ISPCC Responds to RTÉ Report of Foster Care Abuse
The ISPCC has responded to RTÉ reports of a case in Galway in which three young girls were sexually abused while in foster care, leading to a recent conviction by commending the women involved in the case, and calling for immediate assurances from Tusla about the foster care system.
“The RTÉ reports today share harrowing details of the terrible abuse suffered by three young girls while in the care of the State’s foster care services. Now women, some of them have bravely come forward to tell their story, and have described the terrible impact the abuse they suffered has had on their lives.

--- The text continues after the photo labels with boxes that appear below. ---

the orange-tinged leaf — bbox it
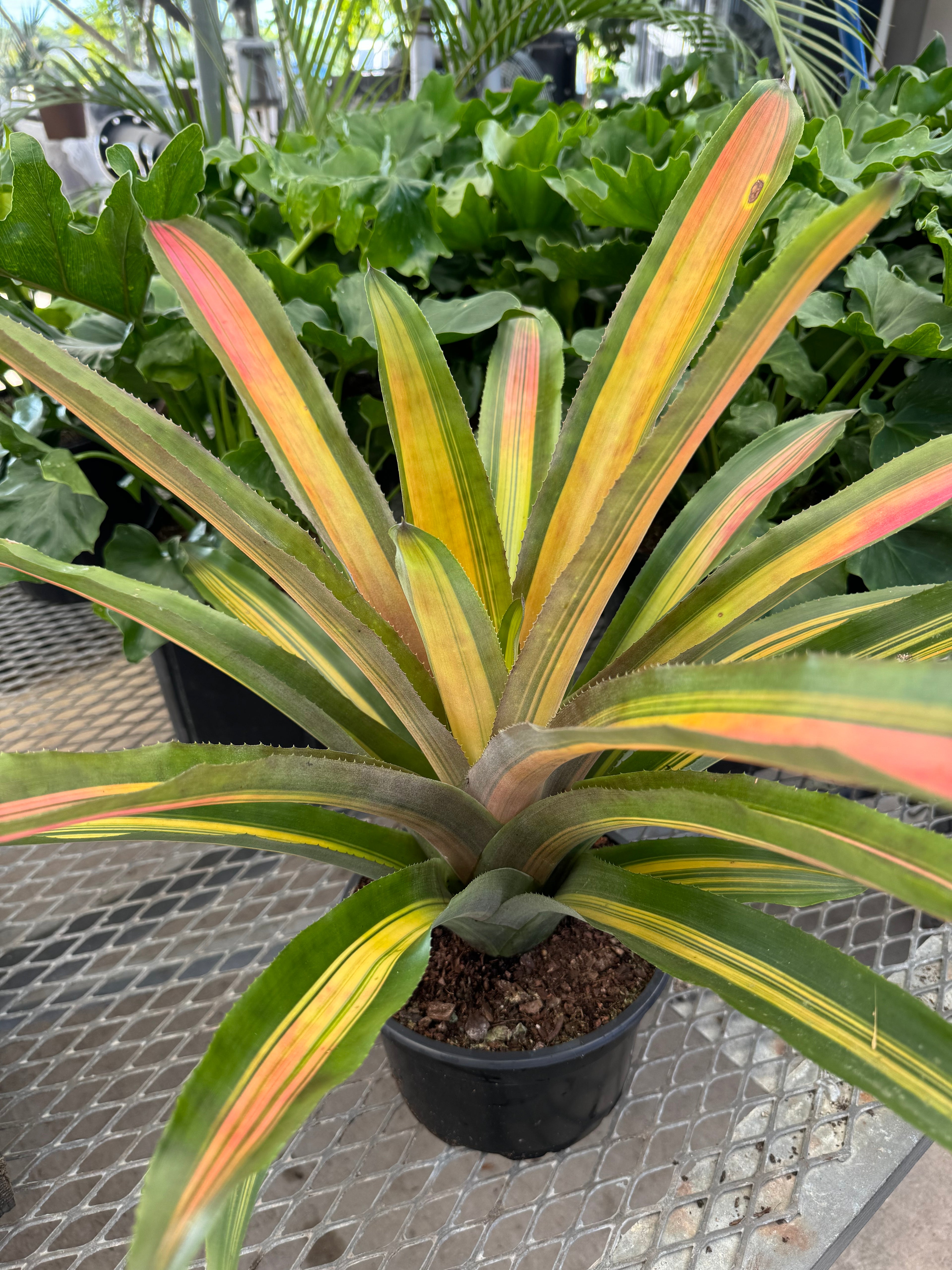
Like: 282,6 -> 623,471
496,177 -> 900,730
147,217 -> 421,654
476,309 -> 565,578
367,269 -> 513,627
612,437 -> 952,682
393,525 -> 506,763
517,80 -> 803,633
579,410 -> 853,683
705,587 -> 928,662
0,314 -> 467,784
477,655 -> 952,821
128,861 -> 449,1270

“It is difficult for children to disclose abuse, and these women’s experiences demonstrate how important it is that when abuse happens children are listened to, taken seriously, and their claims acted on swiftly. Adults have a duty to protect children, and adults who are specifically charged with the care of vulnerable children must ensure that every possible action is taken to protect children who may be at risk of harm. Where children are failed and abuse occurs, every possible support must be in place for children or adults disclosing child abuse; including supports within the Garda system to minimise re-traumatisation, support through investigation and prosecution of offenders, and support through conviction, sentencing and its aftermath,” ISPCC CEO Grainia Long said.

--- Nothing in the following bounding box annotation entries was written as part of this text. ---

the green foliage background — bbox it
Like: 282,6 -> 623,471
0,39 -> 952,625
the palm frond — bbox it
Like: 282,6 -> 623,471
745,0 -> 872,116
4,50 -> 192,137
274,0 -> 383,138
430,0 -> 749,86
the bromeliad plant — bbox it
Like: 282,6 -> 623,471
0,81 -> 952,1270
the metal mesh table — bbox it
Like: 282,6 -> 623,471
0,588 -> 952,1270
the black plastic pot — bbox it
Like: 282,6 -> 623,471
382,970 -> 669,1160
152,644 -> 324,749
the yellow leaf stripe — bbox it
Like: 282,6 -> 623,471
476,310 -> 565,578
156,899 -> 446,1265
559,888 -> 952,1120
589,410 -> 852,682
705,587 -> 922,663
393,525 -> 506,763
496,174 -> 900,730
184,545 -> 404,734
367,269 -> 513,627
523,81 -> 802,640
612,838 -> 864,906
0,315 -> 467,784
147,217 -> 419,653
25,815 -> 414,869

“It is also essential that when a child is in foster care, if there is any suspicion of abuse or any risk of harm to a child, immediate steps are taken to protect that child and any other children in the placement. Foster care is the backbone of the care system in Ireland. Foster families play a hugely important role in supporting vulnerable children. It is essential that children in foster care and their families, as well as the public, can be assured that they can trust the system. It is also essential that foster families and those considering becoming foster carers can have confidence in the system, its supports and its protections for those in care and for foster carers.
“It is not clear that this assurance is there at present. Recent publication by HIQA of reports on the foster care services provided by Tusla have indicated that in services around Ireland the standards set by the State for foster care services are not being met. The reports published recently are of inspections in recent months, not of historic cases. Assessments of foster families’ suitability are not happening in a timely fashion. Children have been placed in families without proper assessments occurring. In some areas, reviews of foster care placements are not happening in a timely fashion, or at all. There has been a lack of supervision and poor support of foster carers noted in many of the services inspected. There is a huge instance of major non-compliance with the State’s own standards for foster care.”
“It is imperative that everyone involved in child protection can be fully confident in the foster care system. Over the past year, Tusla services have consistently failed to meet HIQA’s standards, in the areas of assessment, review and governance. The ongoing breaches of standards in foster care must be addressed,” Ms Long concluded.